# Installing GDB..



## Lorota (Apr 2, 2012)

Hi guys, I tried to install gdb on my OS X Lion (10.7), but I couldn't..
I downloaded gdb and when I try to run _configure_, it doesn't work, it appears:

new-host:gdb-7.4 lorota$ ./configure
checking build system type... i386-apple-darwin11.3.0
checking host system type... i386-apple-darwin11.3.0
checking target system type... i386-apple-darwin11.3.0
checking for a BSD-compatible install... /usr/bin/install -c
checking whether ln works... yes
checking whether ln -s works... yes
checking for a sed that does not truncate output... /usr/bin/sed
checking for gawk... no
checking for mawk... no
checking for nawk... no
checking for awk... awk
checking for gcc... no
checking for cc... no
checking for cl.exe... no
configure: error: in `/Users/lorota/downloads/gdb-7.4':
configure: error: no acceptable C compiler found in $PATH
See `config.log' for more details.

Someone can help me, please!? Tks..


----------



## DeltaMac (Apr 2, 2012)

Why not just use the GDB that is installed with Xcode?


----------



## Lorota (Apr 2, 2012)

I've installed Xcode 4, but it seems that doesn't install gbd..
because when I type gbd at terminal it appears: "command not found"..


----------



## DeltaMac (Apr 2, 2012)

Maybe something in your Xcode work settings?
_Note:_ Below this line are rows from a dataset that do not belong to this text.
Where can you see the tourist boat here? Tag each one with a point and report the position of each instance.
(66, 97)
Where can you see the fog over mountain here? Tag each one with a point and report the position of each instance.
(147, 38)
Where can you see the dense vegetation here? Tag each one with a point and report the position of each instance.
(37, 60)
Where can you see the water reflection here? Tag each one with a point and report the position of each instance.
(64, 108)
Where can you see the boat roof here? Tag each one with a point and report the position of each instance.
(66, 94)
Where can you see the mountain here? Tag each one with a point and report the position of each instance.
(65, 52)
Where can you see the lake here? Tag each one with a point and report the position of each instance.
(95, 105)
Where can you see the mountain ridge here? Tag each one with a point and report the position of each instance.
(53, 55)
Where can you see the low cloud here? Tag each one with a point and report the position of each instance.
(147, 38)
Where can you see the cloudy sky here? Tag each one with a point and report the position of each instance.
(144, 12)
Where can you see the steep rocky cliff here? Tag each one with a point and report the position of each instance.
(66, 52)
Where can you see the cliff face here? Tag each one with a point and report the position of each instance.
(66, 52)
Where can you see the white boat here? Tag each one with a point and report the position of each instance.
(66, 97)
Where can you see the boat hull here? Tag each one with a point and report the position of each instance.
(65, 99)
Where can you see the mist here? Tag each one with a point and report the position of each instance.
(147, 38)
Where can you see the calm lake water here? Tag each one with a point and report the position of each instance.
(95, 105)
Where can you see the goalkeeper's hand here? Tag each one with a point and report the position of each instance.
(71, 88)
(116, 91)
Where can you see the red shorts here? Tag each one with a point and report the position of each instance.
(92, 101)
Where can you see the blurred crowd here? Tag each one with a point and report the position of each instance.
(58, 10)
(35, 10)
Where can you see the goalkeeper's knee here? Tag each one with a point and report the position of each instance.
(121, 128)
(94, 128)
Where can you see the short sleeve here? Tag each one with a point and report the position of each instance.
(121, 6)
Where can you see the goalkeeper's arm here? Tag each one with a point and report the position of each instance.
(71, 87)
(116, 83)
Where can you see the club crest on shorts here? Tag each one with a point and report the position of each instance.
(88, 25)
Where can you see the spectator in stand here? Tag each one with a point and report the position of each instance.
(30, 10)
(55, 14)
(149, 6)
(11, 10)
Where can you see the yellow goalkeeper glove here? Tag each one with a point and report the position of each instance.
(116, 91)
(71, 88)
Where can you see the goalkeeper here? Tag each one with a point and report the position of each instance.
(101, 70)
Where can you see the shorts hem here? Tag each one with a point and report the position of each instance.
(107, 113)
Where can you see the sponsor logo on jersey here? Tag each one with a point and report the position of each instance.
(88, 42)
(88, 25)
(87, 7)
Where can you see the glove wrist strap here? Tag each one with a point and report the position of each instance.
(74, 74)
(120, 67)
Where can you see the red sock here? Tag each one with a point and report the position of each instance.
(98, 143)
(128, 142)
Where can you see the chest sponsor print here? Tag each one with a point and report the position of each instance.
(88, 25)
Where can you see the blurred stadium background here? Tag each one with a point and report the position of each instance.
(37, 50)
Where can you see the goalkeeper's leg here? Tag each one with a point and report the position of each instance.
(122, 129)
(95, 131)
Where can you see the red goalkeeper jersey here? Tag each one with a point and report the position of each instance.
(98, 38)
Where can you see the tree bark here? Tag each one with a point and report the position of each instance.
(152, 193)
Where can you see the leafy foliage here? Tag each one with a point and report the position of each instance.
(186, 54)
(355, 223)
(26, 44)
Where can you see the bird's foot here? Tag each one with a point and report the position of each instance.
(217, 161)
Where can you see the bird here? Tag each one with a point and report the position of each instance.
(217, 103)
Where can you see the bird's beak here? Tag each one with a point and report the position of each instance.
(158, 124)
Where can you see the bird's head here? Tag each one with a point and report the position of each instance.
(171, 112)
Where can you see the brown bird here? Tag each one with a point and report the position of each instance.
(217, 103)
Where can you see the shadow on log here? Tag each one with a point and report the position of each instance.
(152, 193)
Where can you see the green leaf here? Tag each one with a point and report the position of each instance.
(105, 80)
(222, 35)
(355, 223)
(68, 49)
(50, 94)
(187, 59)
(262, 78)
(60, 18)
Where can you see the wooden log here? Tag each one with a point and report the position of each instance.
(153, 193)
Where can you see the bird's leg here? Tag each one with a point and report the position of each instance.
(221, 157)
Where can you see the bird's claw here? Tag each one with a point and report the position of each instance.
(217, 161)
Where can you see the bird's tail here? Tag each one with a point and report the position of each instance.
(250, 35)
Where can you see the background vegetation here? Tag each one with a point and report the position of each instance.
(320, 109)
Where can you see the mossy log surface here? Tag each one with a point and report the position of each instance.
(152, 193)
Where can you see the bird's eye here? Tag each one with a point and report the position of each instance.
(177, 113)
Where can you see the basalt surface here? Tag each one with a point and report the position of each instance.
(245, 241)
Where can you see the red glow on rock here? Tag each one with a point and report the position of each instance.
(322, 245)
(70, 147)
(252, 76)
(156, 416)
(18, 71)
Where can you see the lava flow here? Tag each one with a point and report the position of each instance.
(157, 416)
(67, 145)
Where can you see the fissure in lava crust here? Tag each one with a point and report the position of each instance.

I don't have Xcode at this location, so I can't check that, but in Xcode 4 the working directory settings is under Scheme Settings.
Does that show you the execution path for GDB?


----------



## Lorota (Apr 2, 2012)

I couldn't find the working directory settings..
I couldn't find the execution path for gdb!
:/


----------



## DeltaMac (Apr 2, 2012)

I'm not sure how all that would be named in Xcode, but did you find Scheme Settings in Xcode?


----------